# Your avatar is having sex with the avatar above you



## JambledUpWords (Nov 7, 2018)

What position, with what toy/kink, and in what place?


----------



## Feline Darkmage (Nov 7, 2018)

Fat position, fingers covered in grease, KFC parking lot. Just like every encounter AL ever had.


----------



## JambledUpWords (Nov 7, 2018)

Feline Darkmage said:


> Fat position, fingers covered in grease, KFC parking lot.
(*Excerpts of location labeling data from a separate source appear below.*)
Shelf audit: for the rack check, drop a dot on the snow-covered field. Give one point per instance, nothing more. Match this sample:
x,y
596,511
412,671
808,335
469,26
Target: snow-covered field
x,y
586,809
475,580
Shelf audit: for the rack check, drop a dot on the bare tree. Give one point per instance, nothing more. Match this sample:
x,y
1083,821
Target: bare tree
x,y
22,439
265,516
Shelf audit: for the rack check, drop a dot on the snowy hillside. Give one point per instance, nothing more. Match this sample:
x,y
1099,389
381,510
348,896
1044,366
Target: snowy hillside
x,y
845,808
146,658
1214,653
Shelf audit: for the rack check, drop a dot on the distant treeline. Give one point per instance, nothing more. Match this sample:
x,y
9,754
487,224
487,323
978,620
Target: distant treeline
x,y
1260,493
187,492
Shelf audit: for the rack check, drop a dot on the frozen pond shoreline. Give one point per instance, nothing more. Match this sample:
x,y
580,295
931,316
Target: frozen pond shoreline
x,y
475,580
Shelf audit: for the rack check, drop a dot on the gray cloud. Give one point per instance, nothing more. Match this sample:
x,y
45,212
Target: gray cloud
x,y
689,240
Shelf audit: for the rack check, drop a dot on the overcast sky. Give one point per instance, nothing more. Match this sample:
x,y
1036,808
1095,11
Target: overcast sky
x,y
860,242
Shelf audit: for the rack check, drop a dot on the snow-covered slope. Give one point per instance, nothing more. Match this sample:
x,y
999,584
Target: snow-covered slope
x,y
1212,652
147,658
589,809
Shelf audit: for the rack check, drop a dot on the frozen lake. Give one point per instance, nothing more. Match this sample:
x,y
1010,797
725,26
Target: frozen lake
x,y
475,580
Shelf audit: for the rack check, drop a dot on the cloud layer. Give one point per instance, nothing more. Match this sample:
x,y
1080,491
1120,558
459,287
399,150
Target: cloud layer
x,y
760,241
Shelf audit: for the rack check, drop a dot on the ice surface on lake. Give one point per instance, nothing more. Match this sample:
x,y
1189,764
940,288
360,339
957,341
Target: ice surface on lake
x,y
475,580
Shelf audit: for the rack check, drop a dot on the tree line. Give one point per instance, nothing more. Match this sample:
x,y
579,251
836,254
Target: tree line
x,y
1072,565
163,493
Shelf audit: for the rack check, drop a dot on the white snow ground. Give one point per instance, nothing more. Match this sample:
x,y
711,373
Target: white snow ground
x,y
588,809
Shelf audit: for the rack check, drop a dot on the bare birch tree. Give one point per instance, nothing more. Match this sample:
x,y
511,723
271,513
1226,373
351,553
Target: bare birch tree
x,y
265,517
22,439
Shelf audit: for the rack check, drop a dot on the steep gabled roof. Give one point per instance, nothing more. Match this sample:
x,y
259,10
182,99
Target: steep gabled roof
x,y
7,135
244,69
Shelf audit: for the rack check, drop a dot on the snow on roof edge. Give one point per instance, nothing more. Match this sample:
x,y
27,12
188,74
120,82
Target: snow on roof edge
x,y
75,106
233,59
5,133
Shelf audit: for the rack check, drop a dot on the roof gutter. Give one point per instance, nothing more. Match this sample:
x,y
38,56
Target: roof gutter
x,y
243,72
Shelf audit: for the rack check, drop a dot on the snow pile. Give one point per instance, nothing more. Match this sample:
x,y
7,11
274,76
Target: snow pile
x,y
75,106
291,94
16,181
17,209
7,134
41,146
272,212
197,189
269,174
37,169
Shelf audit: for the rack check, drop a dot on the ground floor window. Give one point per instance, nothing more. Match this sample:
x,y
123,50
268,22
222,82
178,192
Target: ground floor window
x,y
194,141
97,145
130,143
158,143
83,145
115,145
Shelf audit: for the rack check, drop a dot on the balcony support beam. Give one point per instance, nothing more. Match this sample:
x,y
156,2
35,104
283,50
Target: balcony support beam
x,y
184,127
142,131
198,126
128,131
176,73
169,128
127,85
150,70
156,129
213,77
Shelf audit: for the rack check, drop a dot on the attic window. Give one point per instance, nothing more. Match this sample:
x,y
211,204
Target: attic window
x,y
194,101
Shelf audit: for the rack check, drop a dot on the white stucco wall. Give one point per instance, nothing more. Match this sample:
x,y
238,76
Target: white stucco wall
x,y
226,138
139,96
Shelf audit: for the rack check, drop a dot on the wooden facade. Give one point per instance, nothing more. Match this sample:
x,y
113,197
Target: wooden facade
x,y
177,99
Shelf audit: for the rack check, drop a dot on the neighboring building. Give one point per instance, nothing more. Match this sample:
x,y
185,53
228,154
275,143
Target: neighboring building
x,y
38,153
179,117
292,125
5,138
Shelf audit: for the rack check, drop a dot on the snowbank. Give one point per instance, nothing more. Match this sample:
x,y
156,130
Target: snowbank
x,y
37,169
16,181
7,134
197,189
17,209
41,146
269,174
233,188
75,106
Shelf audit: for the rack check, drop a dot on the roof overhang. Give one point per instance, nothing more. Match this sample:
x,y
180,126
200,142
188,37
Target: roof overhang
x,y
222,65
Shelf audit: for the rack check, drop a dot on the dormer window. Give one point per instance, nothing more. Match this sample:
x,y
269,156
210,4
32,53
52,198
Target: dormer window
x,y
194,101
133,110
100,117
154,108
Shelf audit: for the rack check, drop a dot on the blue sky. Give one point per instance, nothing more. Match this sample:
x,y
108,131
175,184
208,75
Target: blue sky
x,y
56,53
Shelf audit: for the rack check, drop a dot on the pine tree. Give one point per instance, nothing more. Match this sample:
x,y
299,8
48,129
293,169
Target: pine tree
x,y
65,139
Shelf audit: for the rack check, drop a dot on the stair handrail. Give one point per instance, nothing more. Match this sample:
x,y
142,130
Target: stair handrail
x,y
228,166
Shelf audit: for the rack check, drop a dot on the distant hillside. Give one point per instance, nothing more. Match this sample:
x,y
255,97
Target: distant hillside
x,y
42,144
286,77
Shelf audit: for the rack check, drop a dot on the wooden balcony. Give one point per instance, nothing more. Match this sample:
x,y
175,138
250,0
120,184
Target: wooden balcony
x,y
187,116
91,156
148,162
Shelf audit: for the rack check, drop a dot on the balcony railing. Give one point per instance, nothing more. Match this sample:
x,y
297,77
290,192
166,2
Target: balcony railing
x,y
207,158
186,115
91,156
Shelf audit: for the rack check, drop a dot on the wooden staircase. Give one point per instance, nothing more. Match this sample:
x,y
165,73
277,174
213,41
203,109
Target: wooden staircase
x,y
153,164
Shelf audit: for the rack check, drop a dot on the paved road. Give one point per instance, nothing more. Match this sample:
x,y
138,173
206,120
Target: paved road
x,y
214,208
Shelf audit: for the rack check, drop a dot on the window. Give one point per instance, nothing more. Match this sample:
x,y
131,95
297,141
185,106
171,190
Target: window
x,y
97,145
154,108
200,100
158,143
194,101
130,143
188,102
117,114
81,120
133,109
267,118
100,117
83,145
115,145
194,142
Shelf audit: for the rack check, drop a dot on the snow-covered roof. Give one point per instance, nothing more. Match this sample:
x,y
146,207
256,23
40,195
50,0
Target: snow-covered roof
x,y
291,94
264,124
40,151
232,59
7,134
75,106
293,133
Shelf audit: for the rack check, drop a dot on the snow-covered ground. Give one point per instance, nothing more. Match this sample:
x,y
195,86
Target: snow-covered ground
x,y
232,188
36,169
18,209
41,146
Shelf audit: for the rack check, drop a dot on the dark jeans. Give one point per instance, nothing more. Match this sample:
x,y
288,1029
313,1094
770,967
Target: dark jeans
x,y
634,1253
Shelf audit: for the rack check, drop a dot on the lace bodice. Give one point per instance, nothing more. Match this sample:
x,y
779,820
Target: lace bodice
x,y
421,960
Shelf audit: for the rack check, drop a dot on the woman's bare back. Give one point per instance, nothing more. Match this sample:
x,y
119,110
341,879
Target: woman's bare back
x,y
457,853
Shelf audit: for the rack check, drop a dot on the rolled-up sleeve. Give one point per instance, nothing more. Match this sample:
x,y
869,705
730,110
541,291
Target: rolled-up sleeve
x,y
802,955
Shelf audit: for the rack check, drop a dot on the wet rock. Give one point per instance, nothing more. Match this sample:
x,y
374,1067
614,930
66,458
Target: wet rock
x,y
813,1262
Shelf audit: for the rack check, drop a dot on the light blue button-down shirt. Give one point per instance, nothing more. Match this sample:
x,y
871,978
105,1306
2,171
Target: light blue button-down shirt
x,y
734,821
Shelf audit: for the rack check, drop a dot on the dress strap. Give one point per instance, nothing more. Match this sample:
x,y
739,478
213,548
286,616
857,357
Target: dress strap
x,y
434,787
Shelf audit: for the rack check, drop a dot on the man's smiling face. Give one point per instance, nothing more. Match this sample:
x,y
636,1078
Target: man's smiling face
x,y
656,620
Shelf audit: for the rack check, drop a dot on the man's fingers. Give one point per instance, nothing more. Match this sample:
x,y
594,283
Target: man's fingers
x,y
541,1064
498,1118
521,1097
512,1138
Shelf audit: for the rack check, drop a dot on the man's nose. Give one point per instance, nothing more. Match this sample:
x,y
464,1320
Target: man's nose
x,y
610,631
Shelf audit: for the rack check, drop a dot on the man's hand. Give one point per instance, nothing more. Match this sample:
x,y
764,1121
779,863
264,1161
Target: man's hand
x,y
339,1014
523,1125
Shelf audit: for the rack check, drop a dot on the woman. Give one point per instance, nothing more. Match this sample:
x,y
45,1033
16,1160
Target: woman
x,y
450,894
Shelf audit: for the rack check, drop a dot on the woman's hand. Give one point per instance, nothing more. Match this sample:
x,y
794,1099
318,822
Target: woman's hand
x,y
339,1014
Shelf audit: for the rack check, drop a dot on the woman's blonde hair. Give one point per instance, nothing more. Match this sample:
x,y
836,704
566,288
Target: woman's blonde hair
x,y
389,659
Just like every encounter AL ever had.


Missionary, with other anime body pillow waifus, at an anime convention


----------



## Haunter (Nov 7, 2018)

Based on what I can gather from Google Image, a Chinchou is about the size of a person's abdomen. 

So Amber could still eat it. 

And then it becomes a vore situation, I guess... 

This is prolly the conclusion to any avatar that ends up under that gorl....


----------



## eldri (Nov 7, 2018)

A chinchou generates electricity so I imagine those antennas are going to my nips.


----------



## JambledUpWords (Nov 7, 2018)

Cowgirl, whipping kink, at the Kentucky Derby


----------



## A Useless Fish (Nov 7, 2018)

The Fish, with lots of shame and possibly a squeeze of lemon.


----------



## RomanesEuntDomus (Nov 7, 2018)

*awkward sex commences*


----------



## obliviousbeard (Nov 7, 2018)

As long as it involves underage girls and animals


----------



## Mongolian_CoolRat (Nov 7, 2018)

uh, only if i get to fuck yer dad too


----------



## Eryngium (Nov 7, 2018)

obliviousbeard said:


> As long as it involves underage girls and animals


I steal your straw hat and make a mould out of it.
I then fill the mould with a mixture of gorilla glue, horse hair, and thawed cum that was previously collected and frozen.
Tie you up for you to wear my cum hat around town.


----------



## Judge Holden (Nov 7, 2018)

*B͡I̟̞̣̜T̤̬̩̟̱̭̗͢E͎ ̣̝̻͚T̩H̼̮̯͘E ̡̦̞̣̺̰̗P̦̣̰̭̤͖͠I͏̟͚̟̣Ḻ̮͇͇̼͖̕L̫̱O͚͙̯͝Ẉ̤͇̥͖͓͓͘ ̞̜M͜Ọ͚Ṯ̢̙̦H̱͓͚̯̙̻̜MA̼̥͡N̮̫̦̲̥̭͘
͓̪̦͇
͕̼Ì͇̻̠̙M̴͔ ̵͔͍͖͍͈Ǵ͉̫̦̩̣͔͔O̜̣̥Ḭ͙̩̱ͅͅN҉͍G̬̪ ̻̪̻͔̘I̤͕N̻̱̝ͅ ̣͖D͈̠̝̱͍̺̤R̙̮͓̹̯Y͍̖̦͚͕͞*



Mongolian_CoolRat said:


> uh, only if i get to fuck yer dad too


----------



## firestoopscience (Nov 7, 2018)

With a paper bag on her head somewhere in a Feminist March.


----------



## RomanesEuntDomus (Nov 7, 2018)

Can it be a threesome with the avatar below?


----------



## IV 445 (Nov 7, 2018)

Beavers and frogs are both pretty amphibious. I imagine it ends up like a tinder hook up gone well, where there is no awkwardness post-coitus.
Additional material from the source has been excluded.